Erstellt von maphrao, 23.07.2012, 08:17 Uhr · 70 Antworten · 5.645 Aufrufe

  1. #61
    Antares
    Avatar von Antares
    Was kann der gemeine Farang schon tuen, egal welche pseudodemokratische Interessengemeinschaft gerade die Regierung stellt, eigentlich wollen thailändische Politiker keine westlichen Ausländer im Land.
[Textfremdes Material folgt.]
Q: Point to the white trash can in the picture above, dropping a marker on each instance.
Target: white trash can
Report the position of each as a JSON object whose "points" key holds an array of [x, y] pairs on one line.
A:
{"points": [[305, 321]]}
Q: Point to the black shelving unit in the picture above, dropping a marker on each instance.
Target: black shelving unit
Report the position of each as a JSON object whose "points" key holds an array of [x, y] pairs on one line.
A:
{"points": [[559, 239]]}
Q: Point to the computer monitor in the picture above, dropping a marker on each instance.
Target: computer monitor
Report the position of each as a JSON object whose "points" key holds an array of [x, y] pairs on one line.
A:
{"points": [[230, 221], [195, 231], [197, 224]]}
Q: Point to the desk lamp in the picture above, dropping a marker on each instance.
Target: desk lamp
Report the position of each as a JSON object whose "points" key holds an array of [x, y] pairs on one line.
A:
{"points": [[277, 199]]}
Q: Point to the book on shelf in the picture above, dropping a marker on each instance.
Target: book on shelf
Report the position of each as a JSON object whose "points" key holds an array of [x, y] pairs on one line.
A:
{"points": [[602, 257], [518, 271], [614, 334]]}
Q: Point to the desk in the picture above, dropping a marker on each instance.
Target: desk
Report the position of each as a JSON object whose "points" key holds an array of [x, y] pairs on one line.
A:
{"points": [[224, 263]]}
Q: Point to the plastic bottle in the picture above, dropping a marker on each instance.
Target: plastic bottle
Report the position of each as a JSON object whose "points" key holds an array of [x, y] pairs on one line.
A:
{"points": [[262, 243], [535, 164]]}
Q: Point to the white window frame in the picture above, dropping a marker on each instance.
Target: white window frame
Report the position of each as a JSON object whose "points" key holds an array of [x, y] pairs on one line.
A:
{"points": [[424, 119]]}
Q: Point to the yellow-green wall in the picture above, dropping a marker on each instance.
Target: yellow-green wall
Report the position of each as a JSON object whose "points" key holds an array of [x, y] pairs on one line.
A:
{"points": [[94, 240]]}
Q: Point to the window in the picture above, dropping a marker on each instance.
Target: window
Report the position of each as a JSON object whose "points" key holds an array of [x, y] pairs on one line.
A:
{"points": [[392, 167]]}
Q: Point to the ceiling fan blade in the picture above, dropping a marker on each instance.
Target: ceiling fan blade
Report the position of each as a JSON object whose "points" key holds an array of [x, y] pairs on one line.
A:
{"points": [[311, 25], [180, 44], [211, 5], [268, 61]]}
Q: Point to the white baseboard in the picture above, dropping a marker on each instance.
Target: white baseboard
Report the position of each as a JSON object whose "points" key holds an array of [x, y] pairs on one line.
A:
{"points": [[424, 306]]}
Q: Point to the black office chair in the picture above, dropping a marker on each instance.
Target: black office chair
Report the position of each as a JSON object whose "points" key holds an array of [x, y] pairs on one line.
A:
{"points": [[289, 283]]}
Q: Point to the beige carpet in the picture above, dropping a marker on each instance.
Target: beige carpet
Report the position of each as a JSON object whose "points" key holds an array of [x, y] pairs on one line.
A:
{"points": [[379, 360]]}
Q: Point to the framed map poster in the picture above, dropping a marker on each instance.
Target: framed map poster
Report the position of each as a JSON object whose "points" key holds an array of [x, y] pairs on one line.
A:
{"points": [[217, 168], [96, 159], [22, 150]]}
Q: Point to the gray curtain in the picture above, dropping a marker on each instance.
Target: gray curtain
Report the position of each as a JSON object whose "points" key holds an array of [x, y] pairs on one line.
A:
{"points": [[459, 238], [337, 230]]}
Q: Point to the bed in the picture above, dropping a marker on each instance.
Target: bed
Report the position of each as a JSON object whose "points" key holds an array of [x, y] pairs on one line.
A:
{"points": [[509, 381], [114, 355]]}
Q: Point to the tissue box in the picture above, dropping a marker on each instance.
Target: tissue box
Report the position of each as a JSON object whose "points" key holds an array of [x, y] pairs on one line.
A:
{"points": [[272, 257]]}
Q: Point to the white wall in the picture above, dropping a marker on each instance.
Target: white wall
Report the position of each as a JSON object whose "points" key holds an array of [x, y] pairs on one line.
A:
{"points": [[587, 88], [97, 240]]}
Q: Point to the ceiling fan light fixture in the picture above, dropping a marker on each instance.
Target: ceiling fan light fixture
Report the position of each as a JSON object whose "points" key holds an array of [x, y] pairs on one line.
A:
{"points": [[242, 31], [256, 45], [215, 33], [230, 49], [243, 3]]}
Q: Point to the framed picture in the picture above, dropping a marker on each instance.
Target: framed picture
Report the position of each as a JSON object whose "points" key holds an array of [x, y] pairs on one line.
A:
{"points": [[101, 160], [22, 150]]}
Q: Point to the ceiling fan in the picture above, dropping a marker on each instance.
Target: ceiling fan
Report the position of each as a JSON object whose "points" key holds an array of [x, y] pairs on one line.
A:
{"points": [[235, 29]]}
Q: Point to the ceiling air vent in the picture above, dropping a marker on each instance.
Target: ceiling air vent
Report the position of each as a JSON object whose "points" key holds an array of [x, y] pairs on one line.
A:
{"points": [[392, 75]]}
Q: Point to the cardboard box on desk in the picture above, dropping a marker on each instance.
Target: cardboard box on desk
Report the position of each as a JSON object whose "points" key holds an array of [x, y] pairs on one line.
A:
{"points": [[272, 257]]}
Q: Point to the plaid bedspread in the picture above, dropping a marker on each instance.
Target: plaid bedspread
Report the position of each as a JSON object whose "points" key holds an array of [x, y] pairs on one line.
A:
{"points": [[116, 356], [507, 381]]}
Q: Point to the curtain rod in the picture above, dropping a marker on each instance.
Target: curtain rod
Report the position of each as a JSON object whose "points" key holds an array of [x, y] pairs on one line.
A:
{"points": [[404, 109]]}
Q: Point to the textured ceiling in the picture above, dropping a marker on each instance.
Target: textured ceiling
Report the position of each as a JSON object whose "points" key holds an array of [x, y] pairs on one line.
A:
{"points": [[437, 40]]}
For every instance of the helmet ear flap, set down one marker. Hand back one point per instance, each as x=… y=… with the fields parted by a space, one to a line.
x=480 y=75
Schon garnicht welche die noch die Thailändische
    Sprache erlernen und mit den Nachbarn reden. Man sieht es doch an der restrektiven Visumpolitik, gewünscht ist allenfalls der Qualitätstourist welcher in 3 bis 4 Wochen 4000 bis 6000€ im Land ausgibt. Pensionäre werden geduldet wenn genügend Einkommen vorhanden ist um den Kindern ihrer thailändischen Ehefrau ein Studium zu finanzieren sowie die scheiß Rechnungen der Mischpoke zu begleichen. Die Thais brauchen nicht viel, eating, sleeping and watching TV. Wichtig ist auch das das Heer der preiswerten Fabrikarbeiter/innen nie zu klein wird damit der Reibach der Konzerne gesichert wird. Niemand hat in Thailand Interesse daran das zusammenleben und die politischen Entscheidungen demokratischer zu gestalten, weder die roten noch die gelben.

    M.

  2.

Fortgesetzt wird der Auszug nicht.